How to run a data service

26 November, 2010

Members of the UK Data Archive team ran an very useful event over two days earlier this month to share their experiences of how to run a data service. They explained the processes they've developed and shared practical tips based on lessons learned.  My event fee was generously funded through the DPC leadership programme - thanks!

Matthew Woollard explained the UKDA is a family of services including ESDS, the History Data Service, Survey Question Bank and Secure Data Service.  They have an annual turnover of around £3 million and employ sixty-two staff, demonstrating how much can be achieved on comparatively little.  Running services together clearly brings them great economies of scale and seems a useful model for HEIs to reflect on as they start to address demands for data management infrastructure - collaboration will be key.

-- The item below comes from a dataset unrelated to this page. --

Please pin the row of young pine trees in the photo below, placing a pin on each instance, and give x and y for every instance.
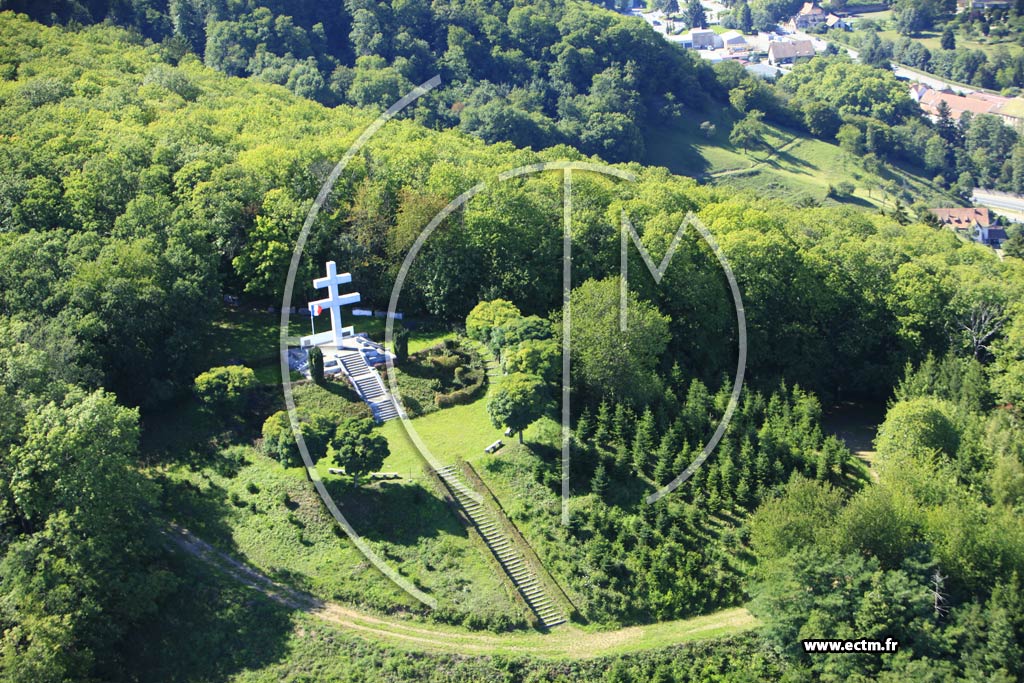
(768, 438)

Matthew suggested there are six main functions data centres need to cover:

  1. Pre-ingest / acquisition
  2. Ingest
  3. Data management / archival storage
  4. Preservation
  5. Access
  6. Administration

Staff working in each of these areas gave presentations and ran surgeries.  Some key lessons are shared below and full event notes can be downloaded:  

  • Building trust is key.  Sue Cadogan explained some researchers find it emotional to hand over their data so staff will invite them into the archive so they can see their data will be properly looked after.
  • In the past, data tended to be refused for poor documentation but now it’s more likely IPR or ethics will prevent deposit.  If licence and consent agreements don’t cover preservation and re-use, the archive can’t accept the data.  They’ve done lots of outreach and training on this issue and have reduced refusals of qualitative data on grounds of insufficient consent from around 40% to 25%.
  • Depositors often select the closed options on license forms - even when data can be shared.  So now, there are only two options on the licence form as standard: for educational and commercial access; or for educational use only.
  • UKDA produces various resources to supporting teaching and learning.  There are thirty-five tailor-made sample survey datasets (subsets of large surveys that are easier for students to handle) and fifteen teaching datasets in the ESDS Nesstar Catalogue.  They also have SPSS workbooks that focus on the skills students need in order to work with a real-world survey dataset.
  • The Secure Data Service feels people are the weak link in security and that researcher ignorance is a far greater risk than technical threats.  They provide compulsory training to try and combat this and have been careful to replicate researchers’ preferred working environment, as breaches occur most when systems are inconvenient. 

The Incremental project ran a training course shortly after this event, pulling UKDA’s processes out in a case study to explain the principles researchers could adopt to try to keep their data accessible in the long-term.  See slides 14-16 from the ‘How to Manage Your Data’ presentation.